Fang soltó un suspiro exasperado mientras enganchaba el casco a su mochila. Como castigo, a su hermano Vane y a él les habían impuesto vigilar a Keegan y a su hermano gemelo, Craig.
¡Qué alegría! Habría preferido que le sacaran las entrañas por la nariz. Hacer de canguro de los cachorros nunca le había gustado. Pero al menos en esa ocasión no iban acompañados por el líder del grupito, Stefan. De ser así, la salida habría acabado en un baño de sangre, ya que Fang no respetaba ni toleraba a Stefan ni cuando tenía un buen día.

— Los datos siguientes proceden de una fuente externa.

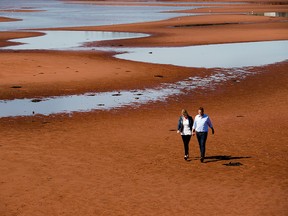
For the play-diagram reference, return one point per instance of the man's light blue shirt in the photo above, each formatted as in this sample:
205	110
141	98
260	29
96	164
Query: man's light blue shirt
201	123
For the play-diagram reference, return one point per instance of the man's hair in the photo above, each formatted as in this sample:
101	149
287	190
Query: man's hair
184	112
201	108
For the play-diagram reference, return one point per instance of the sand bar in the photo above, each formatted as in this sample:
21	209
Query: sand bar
131	160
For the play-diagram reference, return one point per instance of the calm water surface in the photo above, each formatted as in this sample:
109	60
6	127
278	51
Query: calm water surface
59	14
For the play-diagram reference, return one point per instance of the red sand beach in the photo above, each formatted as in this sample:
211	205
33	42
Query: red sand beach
130	161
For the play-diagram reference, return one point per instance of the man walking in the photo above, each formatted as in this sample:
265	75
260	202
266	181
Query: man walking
200	127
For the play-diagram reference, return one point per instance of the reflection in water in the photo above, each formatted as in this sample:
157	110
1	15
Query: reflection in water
68	39
57	13
112	100
212	56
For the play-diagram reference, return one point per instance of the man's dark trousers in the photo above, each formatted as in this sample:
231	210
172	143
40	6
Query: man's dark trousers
202	137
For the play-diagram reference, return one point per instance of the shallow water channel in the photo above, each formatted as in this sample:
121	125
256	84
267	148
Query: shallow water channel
112	100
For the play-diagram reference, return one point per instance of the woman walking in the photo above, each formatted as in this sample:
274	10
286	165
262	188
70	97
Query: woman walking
185	124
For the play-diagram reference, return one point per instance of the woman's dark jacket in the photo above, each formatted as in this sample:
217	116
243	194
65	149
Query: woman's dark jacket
180	123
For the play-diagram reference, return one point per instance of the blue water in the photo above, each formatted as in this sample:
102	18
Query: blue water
112	100
59	14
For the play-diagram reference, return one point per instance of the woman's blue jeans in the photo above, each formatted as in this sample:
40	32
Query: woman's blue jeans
202	137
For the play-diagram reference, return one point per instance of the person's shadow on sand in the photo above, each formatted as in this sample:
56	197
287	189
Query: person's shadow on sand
216	158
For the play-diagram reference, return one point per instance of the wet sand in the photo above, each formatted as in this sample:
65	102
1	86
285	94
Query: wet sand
130	161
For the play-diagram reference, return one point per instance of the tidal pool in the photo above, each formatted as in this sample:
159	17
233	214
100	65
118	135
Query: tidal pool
212	56
63	40
112	100
55	13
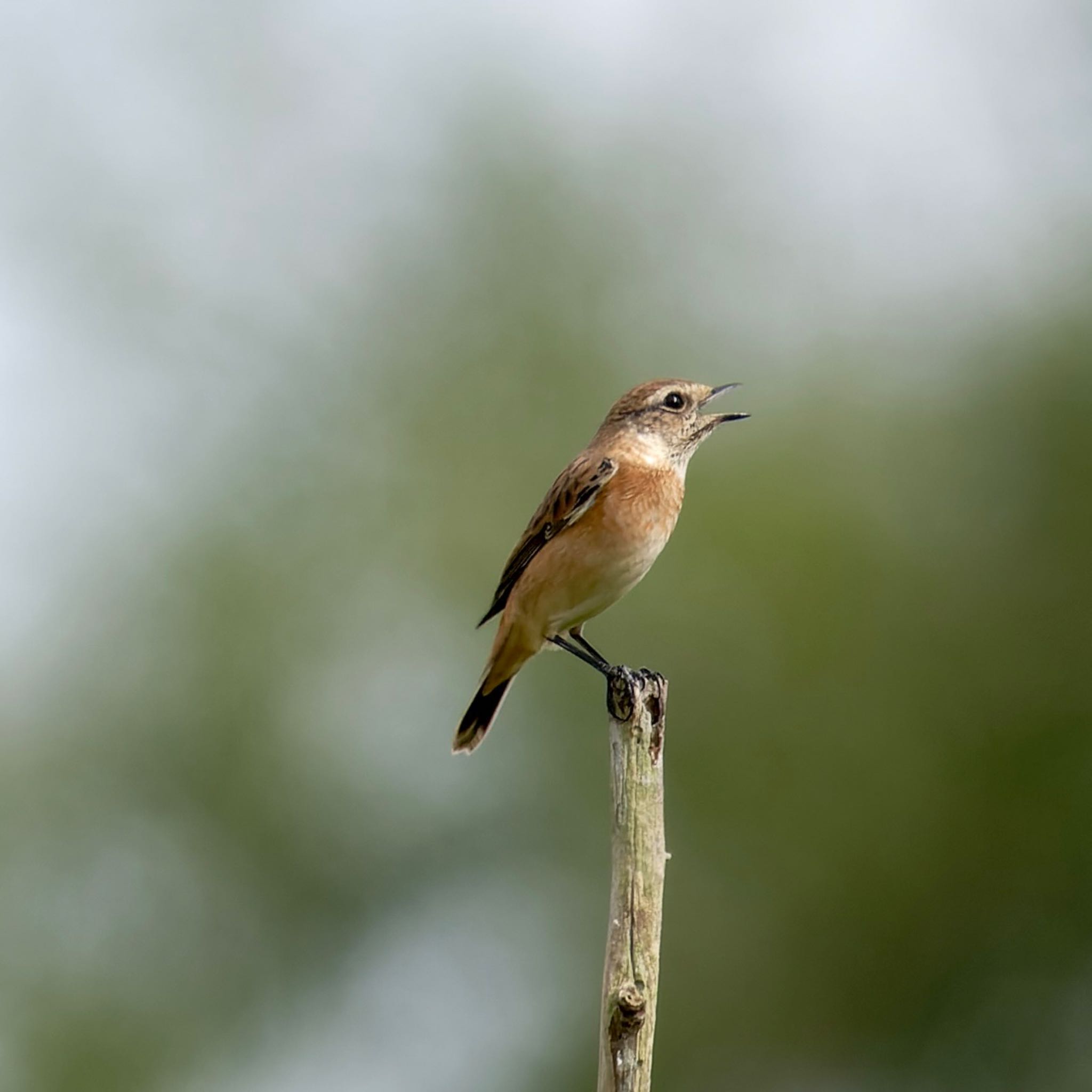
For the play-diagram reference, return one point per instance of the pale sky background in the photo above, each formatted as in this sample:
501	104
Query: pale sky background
184	181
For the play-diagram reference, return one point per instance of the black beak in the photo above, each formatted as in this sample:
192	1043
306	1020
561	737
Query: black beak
720	419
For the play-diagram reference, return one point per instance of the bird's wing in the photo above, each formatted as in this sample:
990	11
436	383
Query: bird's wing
569	497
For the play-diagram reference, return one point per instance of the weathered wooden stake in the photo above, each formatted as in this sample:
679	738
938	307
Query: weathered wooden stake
638	703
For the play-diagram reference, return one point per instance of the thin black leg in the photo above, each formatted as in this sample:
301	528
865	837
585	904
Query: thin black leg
601	665
587	646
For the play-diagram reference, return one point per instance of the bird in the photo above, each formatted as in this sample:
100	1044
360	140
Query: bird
595	536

Y ese día en concreto no era de los buenos.
El cachorro, rubio y desgarbado, hizo ademán de alejarse, pero Vane se lo impidió agarrándolo por el cuello de la chupa.
Keegan se rindió al instante, dejando en evidencia su edad y su inexperiencia. Fang jamás se había rendido sin pelear, ni siquiera cuando era un cachorro. Iba en contra de su naturaleza.
Vane soltó a Keegan.
—No te apartes de la manada, cachorro. Es un mal hábito que debes corregir. Espera a que nos movamos todos.
Ese era el motivo de que fueran en moto. Puesto que a los más jóvenes no se les daba bien teletransportarse hasta cumplir los cuarenta o cincuenta años, y puesto que los poderes de los cachorros hacían estragos con los poderes de los adultos cada que vez que intentaban teletransportarse con ellos, un medio de transporte humano era lo mejor.
Y en esas estaban.
Aburridos. Nerviosos. Y en forma humana. Una combinación muy desagradable.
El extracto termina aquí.